Jeremiah 29:11 SAYS, “For surely I know the plans I have for you says the Lord, plans for peace and not disaster, plans to give you a future with hope.”

• Dictionary.com defines the word "plan" as, "a specific project or a definite purpose."

Sometimes though, our plans conflict with the plans of others. I’ll get up in the morning sometimes and my wife will ask, “What’s your plan for today?” I’ll tell her, but then I’ll get, “Well I think we should do this instead” or, “I wanted to do something different.”

• It’s normal for each of us to have conflicts with one another’s plans, because most of the time our plans are different.

• Our plans can also conflict with the plan our Lord has set for us. When that conflict occurs, we know the Lord is right.

• The question is ~ which plan are you going to follow? Your plan or Gods?

• In our Scripture this morning we see two plans. There is the Lord’s plan, and there is the plan of the disciples.

I). The Lord’s Plan (vv. 32-34)

A). Jesus had set his sights on Jerusalem, and He knew what was going to happen when He got there.

• Look at v. 32 the disciples were both amazed and afraid ~ but they still followed.

• Why? I would like to think it was because that Jesus was leading them ~ HE was out in front.

B). God’s plans do not always lead us into pleasant situations.

• We need to remember that He is continually out in front of us, leading the way.

• And yes, sometimes, what we perceive as suffering is a part of that plan, but remember what the Bible says about that…listen carefully to 1 Peter 1:3-7

C). Jesus’ plan to go to Jerusalem included suffering!

• Matthew writes, in this same event, that Jesus said that He will “undergo great suffering.” ~ and I think that’s an understatement!

D). What we have to receive here is the plan behind the suffering!

• Jesus was going to Jerusalem to go to the cross!

• God’s plan for His Son was a plan for servanthood and service.

• Read v. 45

• Had He not done that ~ had He not endured that “great suffering” there would be no redemption, no salvation, no free gift of eternal life that we can have today.

II). The Disciples plan

A). They wanted GLORY

• Go back and look at vv. 35-37 again (read)

• Even though Jesus is telling them all along that He was going to Jerusalem to die, the disciples are still expecting that He is going to set up His kingdom.

• James & John (at their mother’s urging, according to Matthew) wanted the two highest positions in the kingdom.

• They were looking for glory!

B). They had plans for greatness!

• We talked about this last week, in Mark 9, where the disciples were arguing with themselves on the way to Capernaum about which of them was the greatest!

• Now, in this next chapter, after Jesus had told them that “whoever wants to be first must be last of all and servant of all.” Here they are wanting to be the greatest!

• Look at Jesus’ reply: (read vv. 38)

• What was their response: “We are able” (are you kidding me!!!)

• They had plans for greatness!

C).
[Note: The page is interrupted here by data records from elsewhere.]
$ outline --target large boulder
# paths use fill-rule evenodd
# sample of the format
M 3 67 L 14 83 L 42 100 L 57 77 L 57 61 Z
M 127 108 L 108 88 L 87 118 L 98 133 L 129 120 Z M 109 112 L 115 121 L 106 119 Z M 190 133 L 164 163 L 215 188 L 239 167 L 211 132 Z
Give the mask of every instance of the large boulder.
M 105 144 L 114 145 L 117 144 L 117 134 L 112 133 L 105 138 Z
Jesus’ response: “You will”

• You will drink from the sup that I drink from, and you will be baptized with the same baptism I am baptized with, but that won’t give you glory and that won’t make you great!

• Vv. 43-44 say, “You want greatness, you have to be a servant…you want glory, you have to be a slave.” To whom, to EVERYONE!

• That’s God’s plan: The greatest in the Lord’s Kingdom are the ones who are the best servants. The truly great servant, in God’s eyes, are the one’s who serve unselfishly.

What is your plan? Greatness and glory, or suffering and service?

Mordecai Ham was born April 2, 1877, in Scottsville, Kentucky. He came from eight generations of Baptist preachers. He came to Christ by the time he was eight years old and remembers: "At nine I had definite convictions that the Lord wanted me to preach."

But after high school, he changed his plans and went to Ogden College to study law. He was too young for a Bar exam, so his plans changed again and he took a job as a traveling salesman for a grocery company. From 1897 to 1900 a new plan…he was crew manager for a picture-enlarging firm in Chicago.